Revit TotD – 10.15.09 | Pancake Floors


So you just finished placing the existing structure of building you are remodeling into revit and start working on the floors… only to ask the question, “Should I really have made this a single floor type?” Well, today’s tip is less of a How-to and more of a How Carl Does It.

Typically, you would simply build the layers into the floor structure, but sometimes the situation calls for a different approach. In this case, we already have one flapjack down (the structural slab). Now we just need to stack our plate higher!

[VIDEO]Well unfortunately, this video did not get uploaded somehow and it is no longer available for me to recover. Sorry about that :([VIDEO]

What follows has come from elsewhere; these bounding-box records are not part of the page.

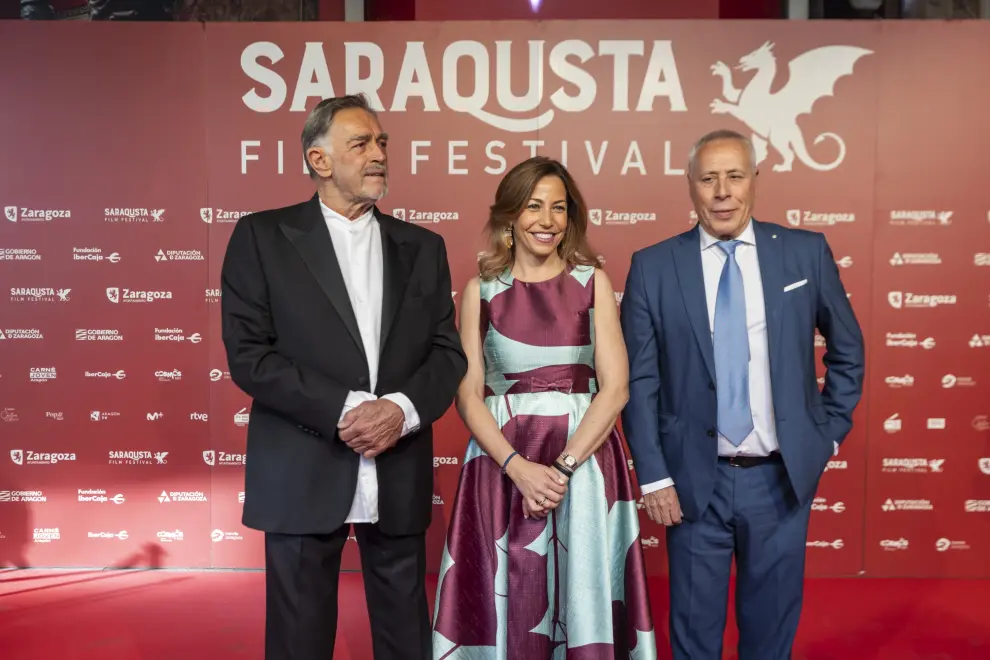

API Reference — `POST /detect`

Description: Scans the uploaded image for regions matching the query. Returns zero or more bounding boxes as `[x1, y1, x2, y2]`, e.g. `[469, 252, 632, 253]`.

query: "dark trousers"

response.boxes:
[265, 524, 433, 660]
[667, 461, 811, 660]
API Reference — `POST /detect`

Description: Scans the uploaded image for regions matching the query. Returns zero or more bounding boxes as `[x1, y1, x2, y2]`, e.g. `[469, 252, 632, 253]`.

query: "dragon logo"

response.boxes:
[710, 41, 873, 172]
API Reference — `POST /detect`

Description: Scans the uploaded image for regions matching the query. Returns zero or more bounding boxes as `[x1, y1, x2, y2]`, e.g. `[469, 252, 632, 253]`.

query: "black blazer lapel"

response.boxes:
[375, 207, 415, 354]
[674, 225, 715, 382]
[753, 219, 784, 381]
[281, 195, 368, 361]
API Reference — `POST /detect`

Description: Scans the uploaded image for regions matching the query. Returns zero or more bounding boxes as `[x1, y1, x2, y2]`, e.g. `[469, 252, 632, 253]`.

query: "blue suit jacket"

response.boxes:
[621, 220, 864, 520]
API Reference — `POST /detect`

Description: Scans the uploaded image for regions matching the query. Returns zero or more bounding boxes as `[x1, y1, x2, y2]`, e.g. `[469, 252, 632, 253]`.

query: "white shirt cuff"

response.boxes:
[382, 392, 420, 437]
[639, 477, 674, 495]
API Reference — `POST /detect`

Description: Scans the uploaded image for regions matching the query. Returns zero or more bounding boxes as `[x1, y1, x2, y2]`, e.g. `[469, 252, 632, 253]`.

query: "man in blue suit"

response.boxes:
[622, 131, 864, 660]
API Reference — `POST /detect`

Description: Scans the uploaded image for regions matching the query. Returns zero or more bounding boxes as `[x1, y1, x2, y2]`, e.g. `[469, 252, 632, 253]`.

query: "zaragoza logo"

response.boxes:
[711, 41, 873, 172]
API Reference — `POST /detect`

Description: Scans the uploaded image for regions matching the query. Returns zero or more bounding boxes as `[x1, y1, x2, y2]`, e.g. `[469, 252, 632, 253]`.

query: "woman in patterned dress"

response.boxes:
[433, 157, 656, 660]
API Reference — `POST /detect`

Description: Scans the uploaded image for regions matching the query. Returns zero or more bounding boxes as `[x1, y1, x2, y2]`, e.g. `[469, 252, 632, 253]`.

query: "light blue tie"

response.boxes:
[714, 241, 753, 447]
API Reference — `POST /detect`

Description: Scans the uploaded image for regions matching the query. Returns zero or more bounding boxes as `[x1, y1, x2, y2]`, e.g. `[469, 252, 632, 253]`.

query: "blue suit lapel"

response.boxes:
[753, 220, 784, 373]
[674, 225, 715, 382]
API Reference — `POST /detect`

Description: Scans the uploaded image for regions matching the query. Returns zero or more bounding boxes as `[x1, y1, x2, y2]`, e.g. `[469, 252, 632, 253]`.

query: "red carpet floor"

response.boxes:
[0, 570, 990, 660]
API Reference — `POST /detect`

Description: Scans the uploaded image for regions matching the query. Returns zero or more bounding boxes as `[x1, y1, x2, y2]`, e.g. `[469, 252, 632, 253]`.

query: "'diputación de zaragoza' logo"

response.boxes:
[3, 206, 72, 222]
[10, 449, 76, 465]
[107, 286, 172, 304]
[199, 207, 250, 225]
[242, 39, 873, 173]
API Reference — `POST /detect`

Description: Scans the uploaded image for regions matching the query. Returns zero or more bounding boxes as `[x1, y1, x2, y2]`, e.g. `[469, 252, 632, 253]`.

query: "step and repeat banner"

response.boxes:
[0, 21, 990, 576]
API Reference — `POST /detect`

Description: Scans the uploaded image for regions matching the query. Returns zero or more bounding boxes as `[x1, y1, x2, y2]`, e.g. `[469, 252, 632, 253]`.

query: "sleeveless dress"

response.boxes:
[433, 266, 657, 660]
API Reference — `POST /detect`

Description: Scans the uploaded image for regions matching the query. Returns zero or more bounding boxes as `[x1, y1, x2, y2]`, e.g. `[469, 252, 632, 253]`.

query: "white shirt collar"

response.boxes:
[698, 218, 756, 252]
[320, 199, 375, 233]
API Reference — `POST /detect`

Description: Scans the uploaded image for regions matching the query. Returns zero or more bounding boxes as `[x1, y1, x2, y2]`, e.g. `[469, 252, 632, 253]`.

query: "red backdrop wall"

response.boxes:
[0, 21, 990, 576]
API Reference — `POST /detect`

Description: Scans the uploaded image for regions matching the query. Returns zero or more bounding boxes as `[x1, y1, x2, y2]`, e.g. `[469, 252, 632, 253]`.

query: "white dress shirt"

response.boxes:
[640, 221, 838, 495]
[320, 201, 420, 523]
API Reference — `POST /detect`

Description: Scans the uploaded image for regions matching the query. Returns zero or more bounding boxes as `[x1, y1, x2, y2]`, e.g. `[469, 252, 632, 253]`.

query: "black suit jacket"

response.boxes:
[221, 195, 467, 535]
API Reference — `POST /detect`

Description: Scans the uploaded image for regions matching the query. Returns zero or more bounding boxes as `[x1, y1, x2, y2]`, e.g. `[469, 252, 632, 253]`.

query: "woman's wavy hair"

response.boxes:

This is something like what you would be dealing with in this situation. A simple slab with your interior partition walls in place on top of it.

TotD-101509-1

Obviously, the floor finishes wouldn’t run under the partition wall (hopefully they weren’t that lazy when building the walls). So we want to place a new floor with each finish structure on each side of our wall.

TotD-101509-3

TotD-101509-2

Now this doesn’t finish our little fiasco here. You’ll notice that our floors are actually embedded in each other, so this is where we need to break the real parametrics part of the model. We’re going to manually offset the floors, each by it’s own total thickness in order to keep them from overlapping each other.

TotD-101509-4

This is a little better!

So another nice easy one to help get me going again. Thanks again for stopping by and I hope to see you again for another, Revit TotD!